Tem um argumento habilidoso, com uma grande intriga alimentada por várias pequenas intrigas, alguns "macguffins" e inclusivamente uma série de "flash-backs" à la "Rashomon", de Kurosawa. E até os maneirismos visuais que Verbinski terá importado da sua carreira publicitária acabam por não ficar completamente desenquadrados, contribuindo para um tom lúdico e festivo vivido numa euforia quase permanente, por vezes irresistível, mesmo que nem sempre muito consequente.

A história, aproximadamente, é como se segue.
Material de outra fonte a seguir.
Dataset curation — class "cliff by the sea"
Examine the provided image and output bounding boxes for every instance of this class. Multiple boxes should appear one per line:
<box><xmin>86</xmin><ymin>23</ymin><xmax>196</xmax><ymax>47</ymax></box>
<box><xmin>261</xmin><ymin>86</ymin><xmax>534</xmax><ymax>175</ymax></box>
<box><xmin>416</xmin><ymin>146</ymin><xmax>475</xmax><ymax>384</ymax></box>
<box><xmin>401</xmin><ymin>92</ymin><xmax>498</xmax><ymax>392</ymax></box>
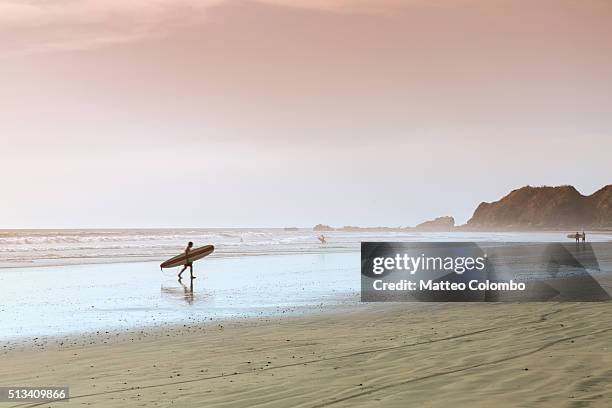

Brad Pitt trabalha para uma associação que se dedica a negócios pouco claros, tem a reputação em baixo e recebe a incumbência - espécie de "última oportunidade" - de se deslocar ao México e recuperar a "mexicana", uma pistola artesanal que o tempo transformou numa relíquia valiosíssima. A namorada de Pitt, Julia Roberts, tem dúvidas quanto ao sucesso da relação e, enquanto ele vai para o México, ela vai para Las Vegas para responder a uma hipótese de emprego. Depois, as coisas começam a complicar-se: Pitt, mal pensa ter-se apoderado da pistola, perde-a logo a seguir, enredado numa teia de interesses contraditórios e traições. Julia apanha por tabela e é feita refém no caminho para Las Vegas por um "operacional" (James Gandolfini, agora em alta por causa de "Os Sopranos", mas que há vários anos é um dos secundários mais sólidos do cinema americano) com quem estabelece inesperada amizade e de quem recebe aconselhamento "matrimonial". E a partir daqui, tudo se torna ainda mais complicado.

O facto de "tudo se tornar ainda mais complicado" acaba por ir remetendo a pistola mexicana a uma crescente condição de "macguffin", mero pretexto para accionar situações e mecanismos narrativos. É claro que no fim o filme não resiste a "resolver" também essa história, mas o facto de durante grande parte do tempo o espectador até já se ter esquecido de que anda toda a gente atrás de uma pistola acaba por ser uma circunstância relativamente rara no "mainstream" rotineiro de Hollywood, muito dado ao seu A+B=C.

A pistola, de resto, permite alguns truques divertidos, como a série de "flash backs" que supostamente contam o princípio da lenda da "mexicana", mas que se contradizem e apresentam sempre uma versão diferente dos acontecimentos.

Ao mesmo tempo, é curioso que, apesar de uma narrativa tão "cheia", o filme nunca surja demasiado carregado por ela. Verbinski pontua "A Mexicana" com uma série de "gags" (o semáforo na estrada deserta, mal Pitt entra no México, ou o cão que "faz parte" do carro) e paragens inesperadas que muito contribuem para a consolidação do lado "espumante" do filme. Assim como a influência das estratégias habituais da publicidade acaba por não ser desagradável: o filme investe no "visual", mas não se deixa esmagar por ele, e algumas cenas, (de)compostas pela montagem de maneira pouco óbvia, permitem imaginar um aprendiz de Steven Soderbergh, mais desajeitado do que o suposto mestre mas de maneira nenhuma condenado ao fracasso.